Enter values in the boxes below to check your understanding (they turn blue when the answer is correct):

  • The change in score of each unit change in gameplay for men

  • The estimate for men who play zero hours:

  • The estimate for women who play zero hours:

  • The change in score of each unit change in gameplay for women:

  • The prediction for a man who plays 2.5 hours of the game:

  • The prediction for a woman who plays 2.5 hours of the game:

HINT: you can enter calculations in the boxes above; e.g. try typing in "2+2"

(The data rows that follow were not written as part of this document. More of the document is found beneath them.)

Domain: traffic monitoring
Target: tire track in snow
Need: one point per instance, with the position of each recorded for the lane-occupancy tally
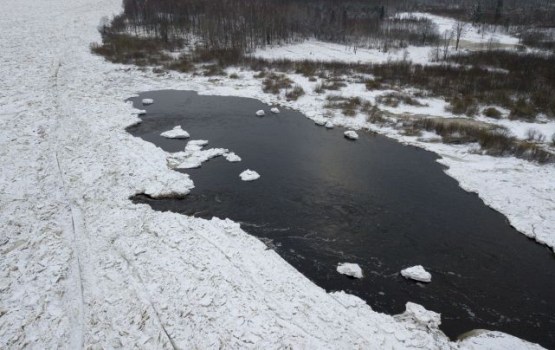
(77, 337)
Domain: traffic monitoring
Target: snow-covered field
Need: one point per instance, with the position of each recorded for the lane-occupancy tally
(328, 52)
(472, 38)
(470, 34)
(83, 267)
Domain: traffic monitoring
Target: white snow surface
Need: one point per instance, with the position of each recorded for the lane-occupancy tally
(249, 175)
(83, 267)
(490, 340)
(417, 273)
(328, 52)
(471, 33)
(350, 269)
(350, 134)
(176, 133)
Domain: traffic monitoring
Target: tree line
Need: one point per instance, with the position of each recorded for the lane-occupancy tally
(246, 25)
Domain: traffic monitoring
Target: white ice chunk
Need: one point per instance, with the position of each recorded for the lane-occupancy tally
(249, 175)
(176, 133)
(320, 122)
(421, 316)
(232, 157)
(417, 273)
(139, 111)
(350, 269)
(194, 155)
(352, 135)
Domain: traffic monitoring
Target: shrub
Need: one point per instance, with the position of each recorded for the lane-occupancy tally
(306, 68)
(182, 65)
(348, 106)
(393, 99)
(295, 93)
(492, 112)
(128, 49)
(212, 70)
(522, 109)
(465, 105)
(319, 88)
(372, 84)
(534, 135)
(274, 83)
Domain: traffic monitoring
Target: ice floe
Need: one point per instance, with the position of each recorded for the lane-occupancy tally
(351, 135)
(350, 269)
(249, 175)
(176, 133)
(417, 273)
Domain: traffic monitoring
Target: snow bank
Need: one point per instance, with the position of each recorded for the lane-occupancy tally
(350, 269)
(490, 340)
(176, 133)
(352, 135)
(249, 175)
(417, 273)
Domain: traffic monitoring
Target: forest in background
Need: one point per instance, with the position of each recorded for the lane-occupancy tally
(211, 35)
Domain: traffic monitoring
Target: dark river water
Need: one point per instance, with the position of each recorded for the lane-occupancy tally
(322, 200)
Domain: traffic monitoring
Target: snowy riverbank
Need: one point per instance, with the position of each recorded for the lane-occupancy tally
(83, 267)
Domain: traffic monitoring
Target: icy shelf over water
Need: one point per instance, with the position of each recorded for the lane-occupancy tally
(176, 133)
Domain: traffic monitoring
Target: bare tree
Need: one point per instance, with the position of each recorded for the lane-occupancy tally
(459, 28)
(447, 37)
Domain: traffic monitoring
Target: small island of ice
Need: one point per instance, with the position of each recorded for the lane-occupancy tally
(350, 269)
(176, 133)
(320, 122)
(351, 135)
(232, 157)
(417, 273)
(249, 175)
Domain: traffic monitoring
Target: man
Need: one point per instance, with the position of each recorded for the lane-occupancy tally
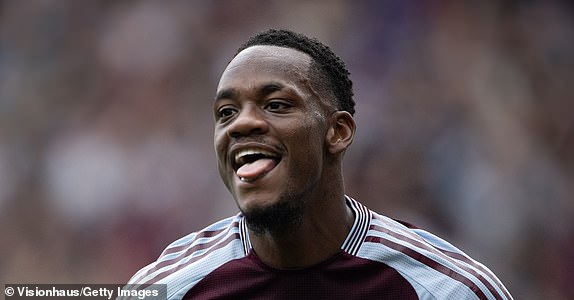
(283, 121)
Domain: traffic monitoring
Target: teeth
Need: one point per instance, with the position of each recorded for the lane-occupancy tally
(242, 153)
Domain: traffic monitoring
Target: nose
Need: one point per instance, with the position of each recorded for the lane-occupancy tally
(249, 121)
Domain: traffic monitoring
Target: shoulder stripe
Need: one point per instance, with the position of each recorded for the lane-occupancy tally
(193, 246)
(430, 263)
(205, 234)
(457, 259)
(178, 267)
(360, 227)
(244, 236)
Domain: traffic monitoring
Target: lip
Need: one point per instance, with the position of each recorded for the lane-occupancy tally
(236, 148)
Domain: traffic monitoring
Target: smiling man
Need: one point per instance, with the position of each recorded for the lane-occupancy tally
(283, 121)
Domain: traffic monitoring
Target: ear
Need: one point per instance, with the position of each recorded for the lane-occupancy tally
(341, 133)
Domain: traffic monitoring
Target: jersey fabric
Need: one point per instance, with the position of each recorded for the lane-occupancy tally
(380, 259)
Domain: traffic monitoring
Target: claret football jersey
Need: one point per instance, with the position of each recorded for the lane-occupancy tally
(380, 259)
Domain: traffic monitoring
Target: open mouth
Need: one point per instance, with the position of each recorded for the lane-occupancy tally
(251, 164)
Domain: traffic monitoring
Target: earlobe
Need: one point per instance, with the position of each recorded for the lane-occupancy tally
(341, 133)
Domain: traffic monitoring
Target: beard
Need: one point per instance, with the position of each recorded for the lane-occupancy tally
(276, 219)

The coefficients from the model were:

Coefficient Estimate
(Intercept) 25.4
gameplay -1.7
genderFemale 2.26
gameplay:genderFemale -2.62

This means (predicting for people who played for 2.5 hours):

  • For men, the prediction is 25.4 + 2.5 \(\times\) -1.7
  • For women, the prediction is 25.4 + 2.26 + 2.5 \(\times\) -1.7 + 2.5 \(\times\) -2.62

Testing the interaction

As we saw above, if you run a model with an interaction term (i.e. the formula has a "*" in it) then you will need to to test that interaction.

When we say “test that interaction” we are asking the question:

“does a model that includes an interaction term work better than one which does not?”

or

“do we really need separate slopes for men and women to explain these data?”

Comparing the ‘right’ models

We are interested in whether men and women had different slopes.

That is, does the relationship between gameplay and score differ between men and women?

  • Run two models using lmBF and the amongus dataset in psydata:

    1. Predicting score from gameplay and gender with no interaction
    2. Predicting score from gameplay and gender WITH an interaction
  • Store each model in a variable. Call these h0 and h1

  • On a new line, write h1 / h0 and run this code. The result is the BF10 in favour of the interaction; interpret your finding.

  • On another new line: adjust your code to calculate the BF01 instead. Check you understand how these two numbers are related.

h0 <- lmBF( score ~ gameplay + gender, data=amongus)
h1 <- lmBF( score ~ gameplay * gender, data=amongus)

# calculate the BF10
h1/h0
Bayes factor analysis
--------------
[1] gameplay * gender : 1.917127 ±1.28%

Against denominator:
  score ~ gameplay + gender 
---
Bayes factor type: BFlinearModel, JZS
# calculate the BF01
h0/h1
Bayes factor analysis
--------------
[1] gameplay + gender : 0.5216139 ±1.28%

Against denominator:
  score ~ gameplay * gender 
---
Bayes factor type: BFlinearModel, JZS

The BF10 is only 1.9, which means we have some evidence in favour of the interaction, but that it is still inconclusive.